Apresiasi tinggi disampaikan oleh Kepala Desa Baru Ranji, Misnandri atas kerja keras seluruh warga yang berhasil membawa desa ini menduduki posisi dua besar. Pihaknya menegaskan kesiapan untuk mengikuti tahapan seleksi lanjutan.
“Alhamdulillah, rasa syukur yang mendalam atas capaian ini. Keberhasilan Desa Baru Ranji meraih peringkat ke-2 di Top 10 Lomba Desa HELAU merupakan buah dari kerja keras dan semangat gotong royong seluruh warga masyarakat. Kami buktikan bahwa dengan niat dan kebersamaan, desa yang tadinya kurang tertata bisa berubah menjadi lebih rapi, sehat, dan elok. Kami siap mempresentasikan gagasan dan inovasi desa pada tahapan penilaian selanjutnya untuk mengharumkan nama Kecamatan Merbau Mataram.” Ungkap Misnandri
Camat Merbau Mataram, Ricky Randa Belpama, S.I.Kom, M.M, turut memberikan dukungan penuh atas pencapaian ini. Pihak kecamatan menilai keberhasilan Desa Baru Ranji dapat menjadi contoh konkret penerapan pilar HELAU bagi desa-desa sekitarnya.
“Kami atas nama Pemerintah Kecamatan Merbau Mataram menyampaikan apresiasi setinggi-tingginya kepada Kepala Desa dan warga masyarakat Baru Ranji. Komitmen mereka dalam menerapkan lima pilar HELAU sangat terasa di lapangan. Lolosnya Baru Ranji di peringkat ke-2 tidak hanya membanggakan, tetapi juga menjadi motivasi dan rujukan bagi desa-desa lainnya di Merbau Mataram untuk terus berbenah dan mengoptimalkan potensi wilayahnya.” Tuturnya.
Dukungan dan pujian secara langsung juga datang dari pimpinan daerah Lampung Selatan, Radityo Egi Pratama saat meninjau kesiapan lokasi.
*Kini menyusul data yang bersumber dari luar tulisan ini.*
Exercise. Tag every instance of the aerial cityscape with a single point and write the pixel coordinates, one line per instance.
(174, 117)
Pihaknya mengapresiasi kemauan masyarakat untuk bergerak bersama menata desa serta membawa kabar baik terkait pembangunan infrastruktur jalan.
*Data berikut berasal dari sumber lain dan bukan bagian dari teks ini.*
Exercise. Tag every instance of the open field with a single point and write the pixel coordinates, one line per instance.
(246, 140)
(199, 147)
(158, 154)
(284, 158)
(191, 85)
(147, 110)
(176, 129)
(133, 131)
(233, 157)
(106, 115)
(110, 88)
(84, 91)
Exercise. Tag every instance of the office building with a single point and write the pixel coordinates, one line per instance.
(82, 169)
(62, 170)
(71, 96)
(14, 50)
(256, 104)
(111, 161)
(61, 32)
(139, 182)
“Sejak awal peninjauan lapangan, saya melihat komitmen dan perubahan nyata di Desa Baru Ranji. Dari kawasan yang tadinya kurang tertata, masyarakatnya bersama aparatur desa bahu-membahu menata lingkungannya menjadi rapi dan bernilai estetika. Program Desa HELAU ini dibentuk bukan sekadar kompetisi, melainkan gerakan perubahan berkelanjutan. Sebagai bentuk perhatian pemerintah daerah atas semangat warga, perbaikan jalan utama menuju Desa Baru Ranji yang rusak bertahun-tahun akan kita prioritaskan pada anggaran tahun 2026 mendatang.” Tegas Bupati Lampung Selatan.
Selanjutnya, Desa Baru Ranji bersama desa-desa unggulan lainnya akan mengikuti tahapan presentasi capaian inovasi dan pendalaman program di hadapan tim penilai kabupaten. Kepala Desa Baru Ranji dijadwalkan memaparkan secara langsung integrasi Rencana Pembangunan Jangka Menengah Desa (RPJM Desa) yang berorientasi pada keberlanjutan lingkungan, keamanan kawasan, dan kemandirian ekonomi masyarakat.